無い物ねだり
「や、やったーっ!追加点だーっ!」
「三点取り返したっ!」
コートにいた選手もギャラリー席にいた応援団も、大いに喜んだ。私は側にいたメンバーと喜びを分かち合うと、少しホッとして電光掲示板を見た。
(あと、三点。あと三点取れれば勝てる!悲願のT大附属撃破の夢が叶う!)
残り時間は十六秒。ギリギリ一本決められるかどうかの時間だ。いよいよドキドキしてきた。また不安にもなった。
 すると村井が側にやって来て、私に耳打ちした。
「漆原、プレッシャーをかけるようで悪いんだけど、シュートを失敗する余裕はないから。必ず決めて!」
「もちろん!」
「オッケー。ゴール前で必ずパスを出すから、よろしくね」
「うん、お願い!」
村井が持ち場へ戻れば、左手に拳をつくって右手を広げ、胸の高さで勢いよく打ち合わせた。右足はまだ痛かったが、シュートを一本決めた喜びのおかげで、和らいだ気がした。
(残り十六秒。命がけで行く!)
ほどなくして、T大附属の大島がゴール奥にあるエンドラインの外に立った。ボールを素早く頭の上へ抱え上げれば、迷わずコートの中へ投げ入れた。
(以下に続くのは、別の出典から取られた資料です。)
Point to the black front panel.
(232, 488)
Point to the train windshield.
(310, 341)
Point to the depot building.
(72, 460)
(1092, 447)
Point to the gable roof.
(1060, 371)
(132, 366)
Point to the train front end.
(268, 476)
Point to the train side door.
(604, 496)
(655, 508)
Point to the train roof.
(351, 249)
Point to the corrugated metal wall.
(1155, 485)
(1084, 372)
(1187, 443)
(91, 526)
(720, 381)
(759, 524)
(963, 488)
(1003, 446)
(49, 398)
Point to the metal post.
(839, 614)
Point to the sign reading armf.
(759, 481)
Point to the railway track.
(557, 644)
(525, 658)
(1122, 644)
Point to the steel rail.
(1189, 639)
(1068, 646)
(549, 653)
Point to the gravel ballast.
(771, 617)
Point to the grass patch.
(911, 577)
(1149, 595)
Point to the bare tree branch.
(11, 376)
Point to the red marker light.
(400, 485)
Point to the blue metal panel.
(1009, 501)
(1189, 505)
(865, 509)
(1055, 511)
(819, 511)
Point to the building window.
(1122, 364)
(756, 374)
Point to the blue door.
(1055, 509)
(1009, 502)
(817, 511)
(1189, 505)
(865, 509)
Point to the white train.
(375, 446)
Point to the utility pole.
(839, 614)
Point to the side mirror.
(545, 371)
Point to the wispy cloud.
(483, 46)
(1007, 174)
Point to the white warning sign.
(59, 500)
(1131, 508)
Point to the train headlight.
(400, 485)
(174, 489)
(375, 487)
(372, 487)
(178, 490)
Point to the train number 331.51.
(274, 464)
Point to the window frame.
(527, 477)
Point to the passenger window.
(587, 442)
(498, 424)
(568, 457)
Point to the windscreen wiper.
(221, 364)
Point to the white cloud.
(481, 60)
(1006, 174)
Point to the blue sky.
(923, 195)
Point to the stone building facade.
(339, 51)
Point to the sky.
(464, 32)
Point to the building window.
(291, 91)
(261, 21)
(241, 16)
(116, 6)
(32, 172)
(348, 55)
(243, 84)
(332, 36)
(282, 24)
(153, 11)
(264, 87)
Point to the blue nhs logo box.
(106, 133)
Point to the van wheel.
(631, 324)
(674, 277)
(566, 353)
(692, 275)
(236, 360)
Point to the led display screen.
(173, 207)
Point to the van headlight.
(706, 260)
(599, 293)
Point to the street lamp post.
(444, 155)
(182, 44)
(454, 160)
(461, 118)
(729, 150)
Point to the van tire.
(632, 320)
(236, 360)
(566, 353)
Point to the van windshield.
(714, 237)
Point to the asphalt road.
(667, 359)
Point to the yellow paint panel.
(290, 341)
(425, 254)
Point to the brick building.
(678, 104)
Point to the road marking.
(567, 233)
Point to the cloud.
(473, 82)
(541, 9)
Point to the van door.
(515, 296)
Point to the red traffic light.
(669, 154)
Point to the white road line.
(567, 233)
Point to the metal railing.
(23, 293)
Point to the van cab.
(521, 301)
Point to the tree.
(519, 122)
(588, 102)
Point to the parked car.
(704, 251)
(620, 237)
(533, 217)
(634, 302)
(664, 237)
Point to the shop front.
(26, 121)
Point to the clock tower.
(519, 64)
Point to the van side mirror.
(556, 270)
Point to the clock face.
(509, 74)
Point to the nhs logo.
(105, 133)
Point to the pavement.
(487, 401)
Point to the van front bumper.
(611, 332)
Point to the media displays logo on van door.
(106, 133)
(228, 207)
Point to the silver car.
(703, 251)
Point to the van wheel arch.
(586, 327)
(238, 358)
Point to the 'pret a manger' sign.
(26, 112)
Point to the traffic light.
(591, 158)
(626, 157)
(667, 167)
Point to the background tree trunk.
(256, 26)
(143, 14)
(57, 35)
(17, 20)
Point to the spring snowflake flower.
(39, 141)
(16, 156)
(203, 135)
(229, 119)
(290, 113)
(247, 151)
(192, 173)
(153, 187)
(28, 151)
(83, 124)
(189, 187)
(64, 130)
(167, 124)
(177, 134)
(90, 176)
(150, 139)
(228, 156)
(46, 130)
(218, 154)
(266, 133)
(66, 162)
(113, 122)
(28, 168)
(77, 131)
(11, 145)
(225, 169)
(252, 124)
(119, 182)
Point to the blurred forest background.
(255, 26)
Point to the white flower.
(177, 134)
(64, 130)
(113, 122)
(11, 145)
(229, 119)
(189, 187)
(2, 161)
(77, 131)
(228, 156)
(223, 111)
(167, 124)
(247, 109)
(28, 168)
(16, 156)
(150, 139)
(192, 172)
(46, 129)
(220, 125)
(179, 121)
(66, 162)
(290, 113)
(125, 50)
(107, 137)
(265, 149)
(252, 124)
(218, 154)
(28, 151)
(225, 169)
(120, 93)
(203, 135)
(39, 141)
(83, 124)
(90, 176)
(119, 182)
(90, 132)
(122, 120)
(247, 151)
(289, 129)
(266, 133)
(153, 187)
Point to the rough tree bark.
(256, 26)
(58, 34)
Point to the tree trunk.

 すると、四、五人が一斉に飛びついた。我がチームはフォワード、T大附属はガードのポジションについている選手が。
「行けーっ!」
堂島はフォワードの選手に向かってゲキを飛ばす。少しでも私達のコートへボールを運び点を入れさせないつもりなのだ。
大島が投げ込んだボールを争って一斉に群がっていた選手達も、チームに関係なくこの一言に刺激され、我が校のコートを見た。とたん、一人の選手が飛び出した。
 ボールを持っていたのは、遠藤彩花だった。遠藤はすごいスピードでドリブルしながらコートを駆け抜け、我が校のメンバーに囲まれれば、篠田葉奈にパスした。
(うまいっ!前から二人、後ろから一人に囲まれ四方八方からボールを取られそうなのに、前二人の間にある隙間を縫ってパスを通した。すごすぎるっ!)